CAMP HILL, Pa. (WHTM) – “It’s breathtaking. I’m humbled,” said Dave Barninger, commander of VFW Post 7530 in Lower Allen Township, as he looked out at row upon row of American flags.
Rolling Green Cemetery has transformed into rolling red, white and blue. Beneath every one of those flags lies a veteran.
“This small cemetery in Camp Hill has 5,000 veterans,” Barninger said with awe. “Multiply that across the United States and think about how many guys put on the uniform and left their family and the good life.”
Many of them didn’t come home. They’ve fallen in combat and peace. They’ve fallen through the years and through the wars. They are what this weekend is all about.
“One point two million Americans sacrificed everything they had for us,” said Lt.

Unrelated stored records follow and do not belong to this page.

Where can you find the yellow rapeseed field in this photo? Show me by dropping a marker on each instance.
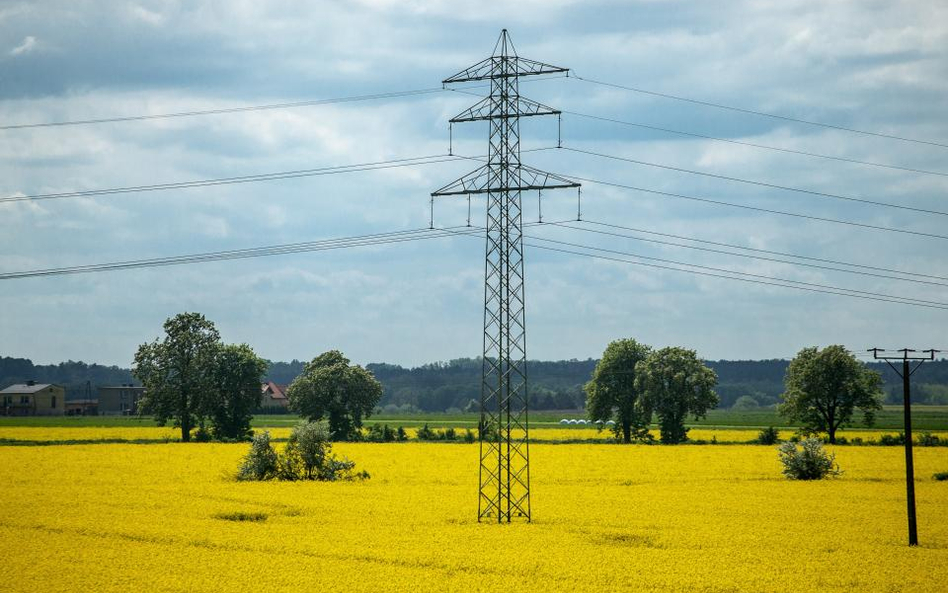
(124, 517)
(543, 434)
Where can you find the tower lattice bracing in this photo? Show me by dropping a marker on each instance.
(504, 491)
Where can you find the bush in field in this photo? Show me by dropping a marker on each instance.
(307, 456)
(261, 461)
(809, 462)
(426, 434)
(381, 433)
(768, 436)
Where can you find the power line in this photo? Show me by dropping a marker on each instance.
(273, 176)
(757, 183)
(745, 255)
(760, 209)
(743, 206)
(252, 252)
(309, 103)
(760, 113)
(739, 142)
(756, 250)
(854, 292)
(755, 145)
(713, 275)
(332, 170)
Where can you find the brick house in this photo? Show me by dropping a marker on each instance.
(33, 399)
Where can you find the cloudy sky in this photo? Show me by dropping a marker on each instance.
(873, 66)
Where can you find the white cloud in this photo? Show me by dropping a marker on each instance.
(865, 67)
(29, 43)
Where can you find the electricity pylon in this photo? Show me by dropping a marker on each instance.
(504, 490)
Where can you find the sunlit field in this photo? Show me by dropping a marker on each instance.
(153, 434)
(126, 517)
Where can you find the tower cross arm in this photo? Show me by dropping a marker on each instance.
(489, 68)
(521, 107)
(525, 177)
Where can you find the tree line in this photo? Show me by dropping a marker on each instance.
(632, 383)
(195, 381)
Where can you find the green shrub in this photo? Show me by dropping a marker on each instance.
(307, 456)
(426, 434)
(768, 436)
(261, 461)
(809, 462)
(381, 433)
(891, 440)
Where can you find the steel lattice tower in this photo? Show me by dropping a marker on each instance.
(504, 492)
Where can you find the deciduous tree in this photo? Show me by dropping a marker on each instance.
(177, 372)
(331, 388)
(823, 388)
(612, 393)
(238, 372)
(675, 384)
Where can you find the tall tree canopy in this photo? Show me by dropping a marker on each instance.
(611, 394)
(177, 372)
(675, 383)
(823, 388)
(237, 376)
(331, 388)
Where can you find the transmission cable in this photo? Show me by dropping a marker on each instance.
(759, 209)
(253, 252)
(309, 103)
(757, 183)
(755, 145)
(938, 304)
(760, 113)
(779, 282)
(722, 276)
(746, 255)
(767, 251)
(274, 176)
(743, 206)
(738, 142)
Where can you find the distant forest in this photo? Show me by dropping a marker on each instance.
(455, 385)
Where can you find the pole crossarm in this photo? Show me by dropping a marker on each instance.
(906, 375)
(483, 180)
(520, 107)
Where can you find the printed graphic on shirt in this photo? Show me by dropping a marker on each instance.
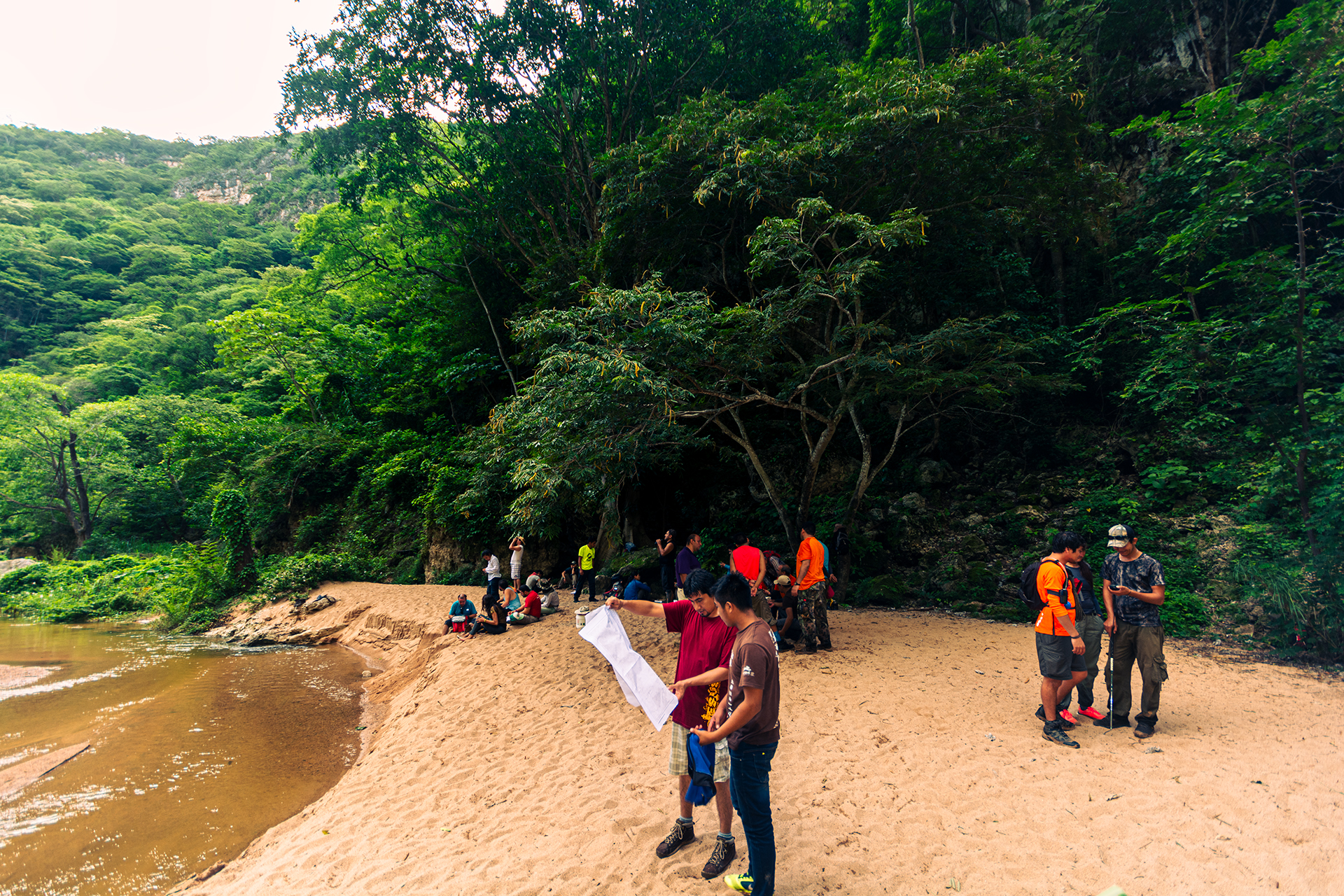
(711, 700)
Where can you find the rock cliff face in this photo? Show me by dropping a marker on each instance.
(232, 194)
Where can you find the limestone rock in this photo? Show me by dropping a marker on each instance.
(10, 566)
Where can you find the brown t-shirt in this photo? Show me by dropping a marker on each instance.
(756, 664)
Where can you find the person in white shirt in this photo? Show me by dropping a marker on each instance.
(492, 575)
(515, 562)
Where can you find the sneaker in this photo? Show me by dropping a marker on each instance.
(724, 850)
(739, 883)
(1054, 732)
(680, 836)
(1063, 718)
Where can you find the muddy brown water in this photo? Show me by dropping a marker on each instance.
(195, 750)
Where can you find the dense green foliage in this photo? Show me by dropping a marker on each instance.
(953, 274)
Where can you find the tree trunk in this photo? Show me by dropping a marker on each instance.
(1304, 418)
(85, 528)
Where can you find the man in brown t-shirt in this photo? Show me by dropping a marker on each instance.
(750, 722)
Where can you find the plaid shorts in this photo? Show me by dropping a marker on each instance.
(680, 764)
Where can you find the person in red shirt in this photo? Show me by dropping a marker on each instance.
(530, 612)
(702, 669)
(1059, 647)
(750, 564)
(811, 589)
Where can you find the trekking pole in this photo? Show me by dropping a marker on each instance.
(1110, 691)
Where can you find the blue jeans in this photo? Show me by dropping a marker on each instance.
(749, 785)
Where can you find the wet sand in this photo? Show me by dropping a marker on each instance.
(20, 676)
(910, 763)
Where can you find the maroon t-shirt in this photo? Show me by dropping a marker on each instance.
(756, 664)
(706, 644)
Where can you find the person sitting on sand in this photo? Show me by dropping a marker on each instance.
(550, 602)
(530, 612)
(492, 621)
(702, 669)
(460, 615)
(785, 605)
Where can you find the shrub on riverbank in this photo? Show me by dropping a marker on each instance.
(73, 590)
(289, 575)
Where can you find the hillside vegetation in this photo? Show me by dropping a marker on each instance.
(956, 281)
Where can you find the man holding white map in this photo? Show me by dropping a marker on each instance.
(702, 668)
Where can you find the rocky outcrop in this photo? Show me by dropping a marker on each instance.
(10, 566)
(340, 613)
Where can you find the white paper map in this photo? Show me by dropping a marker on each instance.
(641, 685)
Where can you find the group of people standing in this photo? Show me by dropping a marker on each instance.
(1070, 625)
(727, 690)
(793, 602)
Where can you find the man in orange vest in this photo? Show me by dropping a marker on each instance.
(750, 564)
(811, 589)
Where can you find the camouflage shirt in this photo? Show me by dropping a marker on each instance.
(1140, 574)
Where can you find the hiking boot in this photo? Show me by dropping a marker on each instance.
(724, 850)
(1112, 722)
(1054, 732)
(1063, 723)
(680, 836)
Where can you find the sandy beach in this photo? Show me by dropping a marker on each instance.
(910, 763)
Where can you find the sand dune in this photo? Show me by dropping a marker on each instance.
(512, 764)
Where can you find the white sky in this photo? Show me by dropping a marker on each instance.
(158, 67)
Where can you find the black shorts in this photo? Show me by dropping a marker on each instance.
(1058, 660)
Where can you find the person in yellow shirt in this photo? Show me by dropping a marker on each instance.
(585, 573)
(1059, 647)
(809, 586)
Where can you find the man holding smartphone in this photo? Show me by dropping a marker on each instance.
(1133, 589)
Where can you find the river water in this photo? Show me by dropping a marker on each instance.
(195, 750)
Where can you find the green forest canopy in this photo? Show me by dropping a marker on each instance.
(953, 279)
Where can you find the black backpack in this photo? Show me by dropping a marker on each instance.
(1027, 592)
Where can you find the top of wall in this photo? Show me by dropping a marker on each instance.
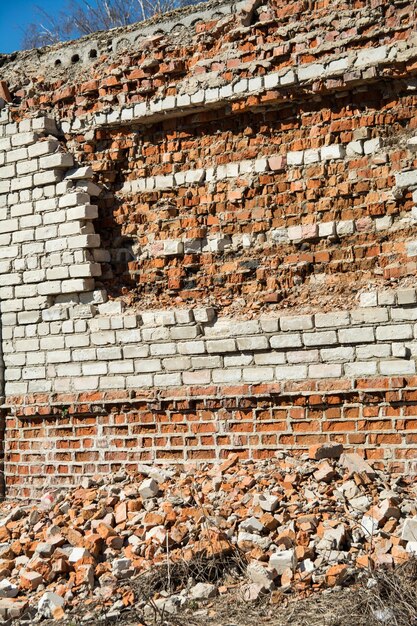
(68, 58)
(215, 44)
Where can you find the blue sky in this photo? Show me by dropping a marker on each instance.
(16, 14)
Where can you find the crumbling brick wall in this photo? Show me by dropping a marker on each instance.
(207, 240)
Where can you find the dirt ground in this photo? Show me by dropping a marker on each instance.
(338, 607)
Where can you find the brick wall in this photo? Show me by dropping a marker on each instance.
(207, 243)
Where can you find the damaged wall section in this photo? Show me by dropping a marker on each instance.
(207, 243)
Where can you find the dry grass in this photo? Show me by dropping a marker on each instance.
(385, 597)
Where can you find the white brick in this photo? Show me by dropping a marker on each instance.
(257, 374)
(356, 335)
(361, 368)
(215, 346)
(321, 370)
(323, 320)
(230, 375)
(252, 343)
(394, 368)
(395, 332)
(337, 354)
(284, 341)
(324, 338)
(298, 322)
(291, 372)
(167, 380)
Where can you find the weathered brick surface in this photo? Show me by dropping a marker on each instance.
(236, 187)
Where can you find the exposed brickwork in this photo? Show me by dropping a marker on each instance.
(251, 165)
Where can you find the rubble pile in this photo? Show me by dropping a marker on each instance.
(290, 524)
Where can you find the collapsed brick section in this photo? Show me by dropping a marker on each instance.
(252, 162)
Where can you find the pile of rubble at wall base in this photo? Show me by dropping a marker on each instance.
(296, 525)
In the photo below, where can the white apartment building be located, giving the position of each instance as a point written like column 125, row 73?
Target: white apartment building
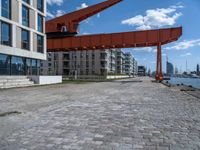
column 120, row 61
column 135, row 67
column 22, row 40
column 128, row 63
column 86, row 62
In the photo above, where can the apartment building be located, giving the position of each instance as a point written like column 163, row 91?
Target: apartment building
column 120, row 61
column 87, row 62
column 22, row 40
column 128, row 63
column 135, row 67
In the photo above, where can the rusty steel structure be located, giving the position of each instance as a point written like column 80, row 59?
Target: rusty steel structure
column 61, row 33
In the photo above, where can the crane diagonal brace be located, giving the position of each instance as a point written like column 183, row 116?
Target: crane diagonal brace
column 115, row 40
column 71, row 20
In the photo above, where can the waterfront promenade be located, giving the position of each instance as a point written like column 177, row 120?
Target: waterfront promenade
column 118, row 115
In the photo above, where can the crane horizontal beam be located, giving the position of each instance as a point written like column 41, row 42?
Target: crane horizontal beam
column 144, row 38
column 71, row 20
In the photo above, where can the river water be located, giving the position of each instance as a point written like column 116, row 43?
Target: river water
column 195, row 82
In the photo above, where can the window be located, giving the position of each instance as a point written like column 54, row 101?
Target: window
column 25, row 16
column 40, row 5
column 40, row 23
column 6, row 8
column 4, row 64
column 25, row 39
column 6, row 34
column 27, row 1
column 18, row 65
column 40, row 44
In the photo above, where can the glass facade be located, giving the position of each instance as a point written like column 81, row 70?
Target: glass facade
column 40, row 23
column 6, row 8
column 13, row 65
column 40, row 44
column 25, row 16
column 16, row 65
column 25, row 39
column 40, row 5
column 27, row 1
column 6, row 34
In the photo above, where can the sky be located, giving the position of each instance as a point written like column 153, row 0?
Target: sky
column 134, row 15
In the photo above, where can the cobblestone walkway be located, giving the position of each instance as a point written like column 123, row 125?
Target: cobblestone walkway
column 120, row 115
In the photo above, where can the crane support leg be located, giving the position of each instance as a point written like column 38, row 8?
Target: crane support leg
column 159, row 75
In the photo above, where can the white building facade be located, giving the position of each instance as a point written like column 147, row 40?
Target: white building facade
column 23, row 40
column 86, row 62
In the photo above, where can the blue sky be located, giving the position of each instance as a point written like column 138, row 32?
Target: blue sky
column 131, row 15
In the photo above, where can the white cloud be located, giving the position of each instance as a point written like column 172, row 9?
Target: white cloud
column 55, row 14
column 155, row 18
column 59, row 13
column 184, row 44
column 83, row 5
column 57, row 2
column 186, row 54
column 50, row 15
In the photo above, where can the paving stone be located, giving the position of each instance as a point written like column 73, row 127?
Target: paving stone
column 119, row 115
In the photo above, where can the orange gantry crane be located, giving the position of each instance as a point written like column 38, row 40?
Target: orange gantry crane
column 61, row 35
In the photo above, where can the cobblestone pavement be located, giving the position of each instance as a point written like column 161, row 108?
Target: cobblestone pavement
column 120, row 115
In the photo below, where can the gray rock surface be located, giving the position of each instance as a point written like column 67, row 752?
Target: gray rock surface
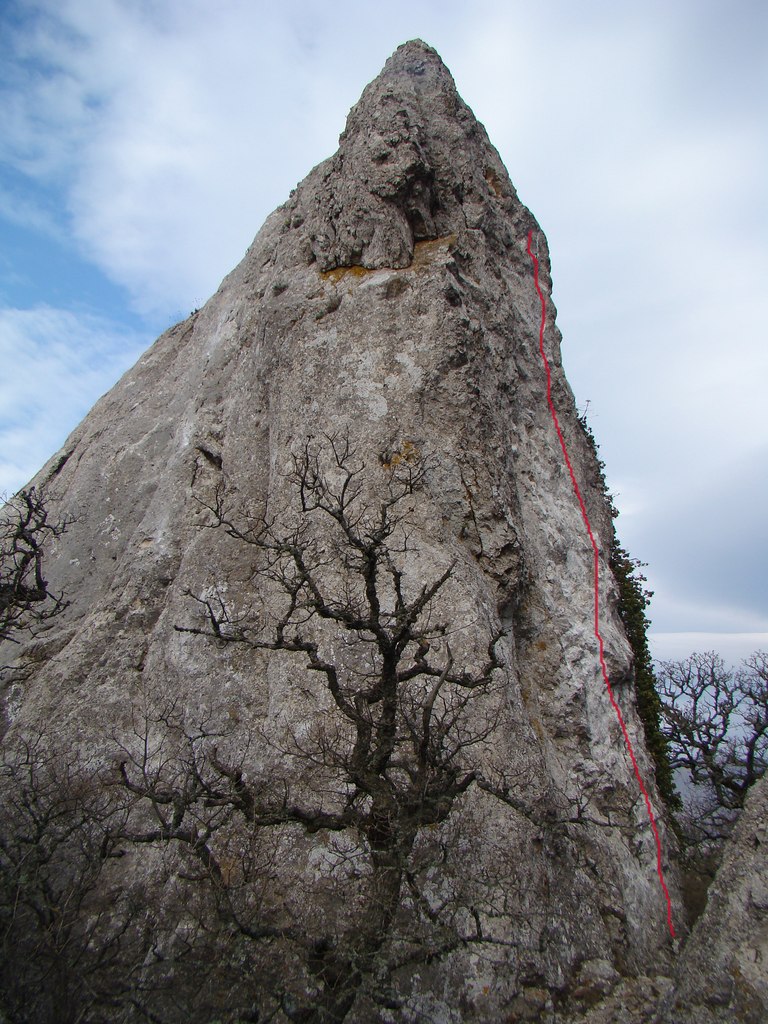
column 390, row 300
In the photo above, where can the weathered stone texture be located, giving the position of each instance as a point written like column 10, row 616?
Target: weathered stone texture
column 391, row 299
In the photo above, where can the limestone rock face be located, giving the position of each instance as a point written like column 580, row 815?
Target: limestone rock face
column 390, row 302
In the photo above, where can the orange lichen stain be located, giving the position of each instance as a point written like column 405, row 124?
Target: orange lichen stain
column 340, row 272
column 424, row 253
column 409, row 454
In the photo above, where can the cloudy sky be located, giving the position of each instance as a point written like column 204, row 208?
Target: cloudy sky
column 142, row 143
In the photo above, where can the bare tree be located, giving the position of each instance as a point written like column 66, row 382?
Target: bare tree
column 66, row 929
column 716, row 721
column 395, row 744
column 26, row 527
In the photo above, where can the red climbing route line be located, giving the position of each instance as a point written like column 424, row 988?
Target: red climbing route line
column 578, row 493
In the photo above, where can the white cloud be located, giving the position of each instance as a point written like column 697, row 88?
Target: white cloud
column 57, row 365
column 733, row 647
column 635, row 133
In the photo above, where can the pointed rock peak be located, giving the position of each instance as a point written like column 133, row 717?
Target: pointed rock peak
column 416, row 58
column 413, row 160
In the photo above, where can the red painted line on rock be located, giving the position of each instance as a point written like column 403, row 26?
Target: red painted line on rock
column 583, row 507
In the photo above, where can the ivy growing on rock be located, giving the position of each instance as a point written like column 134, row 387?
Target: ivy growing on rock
column 634, row 598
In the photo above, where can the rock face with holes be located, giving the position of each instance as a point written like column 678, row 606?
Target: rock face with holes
column 390, row 302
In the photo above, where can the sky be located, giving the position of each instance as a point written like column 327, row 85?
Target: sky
column 143, row 142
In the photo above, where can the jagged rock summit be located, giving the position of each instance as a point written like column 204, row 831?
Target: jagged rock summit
column 328, row 566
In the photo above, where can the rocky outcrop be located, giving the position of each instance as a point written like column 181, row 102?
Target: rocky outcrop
column 389, row 305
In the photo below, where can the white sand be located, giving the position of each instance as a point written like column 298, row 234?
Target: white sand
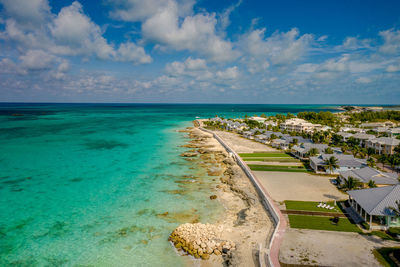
column 336, row 249
column 298, row 186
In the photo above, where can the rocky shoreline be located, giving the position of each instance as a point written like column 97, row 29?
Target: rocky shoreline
column 234, row 239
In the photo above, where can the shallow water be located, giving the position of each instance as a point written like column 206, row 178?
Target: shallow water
column 90, row 185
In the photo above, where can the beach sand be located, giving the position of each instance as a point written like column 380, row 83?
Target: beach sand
column 244, row 220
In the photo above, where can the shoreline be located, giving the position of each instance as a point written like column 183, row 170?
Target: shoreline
column 244, row 220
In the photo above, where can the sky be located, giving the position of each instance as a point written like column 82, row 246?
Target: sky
column 205, row 51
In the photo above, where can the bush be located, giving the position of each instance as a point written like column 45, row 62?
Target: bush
column 394, row 231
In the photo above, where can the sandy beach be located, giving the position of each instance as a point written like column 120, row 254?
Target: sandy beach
column 245, row 222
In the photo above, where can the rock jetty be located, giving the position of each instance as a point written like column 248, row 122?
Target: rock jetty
column 200, row 240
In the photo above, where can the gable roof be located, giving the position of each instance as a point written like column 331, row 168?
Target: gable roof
column 376, row 201
column 366, row 174
column 343, row 160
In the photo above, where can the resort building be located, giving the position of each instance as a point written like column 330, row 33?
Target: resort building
column 367, row 174
column 383, row 145
column 345, row 163
column 363, row 138
column 300, row 151
column 297, row 125
column 375, row 205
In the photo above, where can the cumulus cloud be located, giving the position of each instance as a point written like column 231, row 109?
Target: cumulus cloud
column 36, row 60
column 280, row 48
column 391, row 40
column 229, row 74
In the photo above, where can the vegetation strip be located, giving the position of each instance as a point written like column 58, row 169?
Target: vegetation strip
column 273, row 155
column 310, row 206
column 321, row 223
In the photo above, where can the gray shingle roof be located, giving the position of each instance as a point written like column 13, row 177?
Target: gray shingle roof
column 366, row 174
column 343, row 160
column 376, row 201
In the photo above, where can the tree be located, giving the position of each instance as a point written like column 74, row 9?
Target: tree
column 396, row 210
column 331, row 164
column 371, row 162
column 312, row 152
column 371, row 184
column 351, row 183
column 370, row 151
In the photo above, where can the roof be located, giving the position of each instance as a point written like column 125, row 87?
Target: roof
column 386, row 141
column 343, row 160
column 376, row 201
column 366, row 174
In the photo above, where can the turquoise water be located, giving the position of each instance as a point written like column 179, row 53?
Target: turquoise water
column 87, row 185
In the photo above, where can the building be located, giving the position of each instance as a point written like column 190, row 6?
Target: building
column 362, row 138
column 300, row 151
column 375, row 205
column 367, row 174
column 345, row 163
column 297, row 125
column 383, row 145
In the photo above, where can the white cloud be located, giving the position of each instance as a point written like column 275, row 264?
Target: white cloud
column 195, row 33
column 36, row 60
column 229, row 74
column 393, row 68
column 73, row 29
column 279, row 48
column 363, row 80
column 30, row 13
column 132, row 53
column 391, row 40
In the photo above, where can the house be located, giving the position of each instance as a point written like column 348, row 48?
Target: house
column 345, row 135
column 300, row 151
column 345, row 162
column 285, row 140
column 367, row 174
column 297, row 125
column 362, row 138
column 375, row 205
column 383, row 145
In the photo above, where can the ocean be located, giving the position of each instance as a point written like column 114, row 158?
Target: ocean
column 99, row 184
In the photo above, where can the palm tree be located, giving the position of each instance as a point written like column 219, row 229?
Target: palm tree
column 370, row 151
column 383, row 159
column 371, row 162
column 371, row 184
column 351, row 183
column 331, row 164
column 396, row 210
column 312, row 152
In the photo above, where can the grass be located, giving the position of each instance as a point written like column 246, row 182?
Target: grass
column 277, row 168
column 321, row 223
column 266, row 154
column 309, row 206
column 270, row 159
column 382, row 255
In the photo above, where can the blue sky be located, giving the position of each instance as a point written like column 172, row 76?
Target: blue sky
column 200, row 51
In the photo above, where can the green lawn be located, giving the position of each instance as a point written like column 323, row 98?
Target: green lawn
column 266, row 154
column 271, row 159
column 277, row 168
column 382, row 255
column 321, row 223
column 309, row 206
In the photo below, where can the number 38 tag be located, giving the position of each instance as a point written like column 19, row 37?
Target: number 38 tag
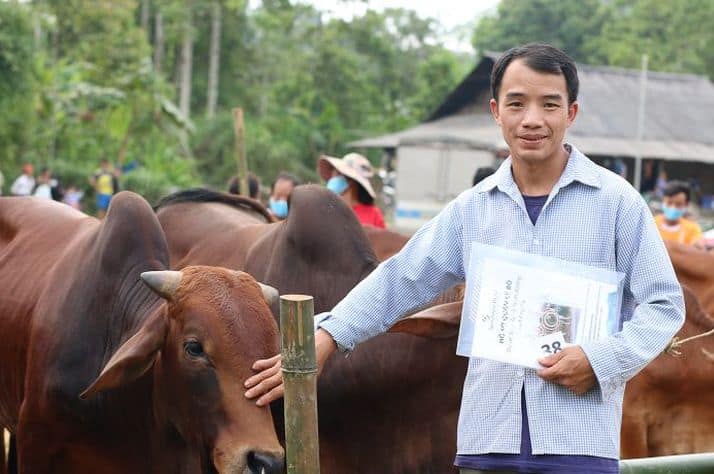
column 550, row 343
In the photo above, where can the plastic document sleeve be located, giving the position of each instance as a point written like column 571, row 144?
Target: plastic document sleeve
column 519, row 307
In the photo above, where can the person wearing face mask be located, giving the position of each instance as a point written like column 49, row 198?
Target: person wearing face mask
column 280, row 194
column 672, row 224
column 349, row 178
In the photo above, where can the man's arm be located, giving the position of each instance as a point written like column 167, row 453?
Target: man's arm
column 429, row 263
column 659, row 311
column 268, row 382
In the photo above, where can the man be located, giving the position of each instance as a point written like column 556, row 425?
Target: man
column 105, row 186
column 566, row 416
column 672, row 224
column 280, row 194
column 481, row 174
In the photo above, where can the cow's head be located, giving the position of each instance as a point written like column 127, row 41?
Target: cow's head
column 201, row 344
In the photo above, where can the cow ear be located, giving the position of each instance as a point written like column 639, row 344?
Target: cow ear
column 134, row 357
column 438, row 322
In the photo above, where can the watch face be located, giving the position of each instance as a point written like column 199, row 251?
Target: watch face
column 558, row 318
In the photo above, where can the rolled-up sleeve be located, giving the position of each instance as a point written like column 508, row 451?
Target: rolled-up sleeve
column 652, row 286
column 429, row 263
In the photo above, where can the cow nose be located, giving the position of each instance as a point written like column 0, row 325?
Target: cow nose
column 262, row 463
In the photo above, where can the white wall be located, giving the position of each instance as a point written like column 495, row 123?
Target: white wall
column 428, row 178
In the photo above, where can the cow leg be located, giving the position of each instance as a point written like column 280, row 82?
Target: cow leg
column 633, row 437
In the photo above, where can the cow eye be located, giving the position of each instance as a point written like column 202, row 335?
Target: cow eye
column 193, row 349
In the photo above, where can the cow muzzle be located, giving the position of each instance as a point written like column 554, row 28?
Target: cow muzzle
column 250, row 462
column 265, row 463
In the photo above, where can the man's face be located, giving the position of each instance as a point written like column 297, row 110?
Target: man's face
column 282, row 190
column 533, row 112
column 678, row 201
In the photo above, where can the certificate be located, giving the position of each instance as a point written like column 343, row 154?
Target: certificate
column 520, row 307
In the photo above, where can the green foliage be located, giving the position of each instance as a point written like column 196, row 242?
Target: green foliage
column 677, row 36
column 77, row 83
column 16, row 84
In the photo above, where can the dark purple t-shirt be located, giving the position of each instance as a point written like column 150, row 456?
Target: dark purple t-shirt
column 526, row 461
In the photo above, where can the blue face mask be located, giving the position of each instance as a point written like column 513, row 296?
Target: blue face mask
column 338, row 184
column 279, row 207
column 672, row 213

Colonel Stuart E. Werner, the keynote speaker at Friday’s Memorial Day Ceremony at Rolling Green, “so I think it’s very important that we honor them.”
Werner is a Manchester, York County native currently attending the U.S. Army War College in Carlisle. Memorial Day, to him, is about a close friend, Lieutenant Richard Torres.
“The Passaic, New Jersey native was killed by a roadside bomb at the young age of 25,” Werner recalled during the ceremony.
Werner said he’d like to tell the audience that the U.S. will no longer be sending American troops into harm’s way.
“But tyranny doesn’t take a holiday and being the leader of the free world will not allow us to take a knee.”
So there’s seemingly no end in sight to the sacrifice and the suffering, and no end in sight to young men and women willing to answer the call.
“It’s unbelievable this many people have served,” Fred Roller, commander of VFW Post 7415 in New Cumberland, said as he looked over all those flags identifying all those veterans. “And this is just one cemetery in the state of Pennsylvania. It seems like whenever America needs them, they come from somewhere.”
But for Werner, this place is no longer just some place where he spoke.
An hour before taking to the microphone, he buried his mother’s remains next to his Vietnam veteran father at Rolling Green.
His parents have now joined the ranks.
“I think there’s a lot of cemeteries all over the country just like this because a lot of great Americans have served. I think this is awesome. I think it’s one of the prettiest cemeteries I’ve seen,” Werner said.
Rolling Green will be open all weekend. Visitors are welcome.
Friday’s noontime service included a 15-gun salute and Taps by the Lower Allen VFW Post Honor Guard, several patriotic songs from The Keystone Capital Chorus, and a reading of the poem “In Flanders Field” by New Cumberland Mayor DJ Landis.
A wreath was placed by Barninger and Roller. The Invocation and Benediction were delivered by Betty Ann Harris, auxiliary chaplain of the Lower Allen VFW Post. The Cedar Cliff High School Color Guard posted the colors.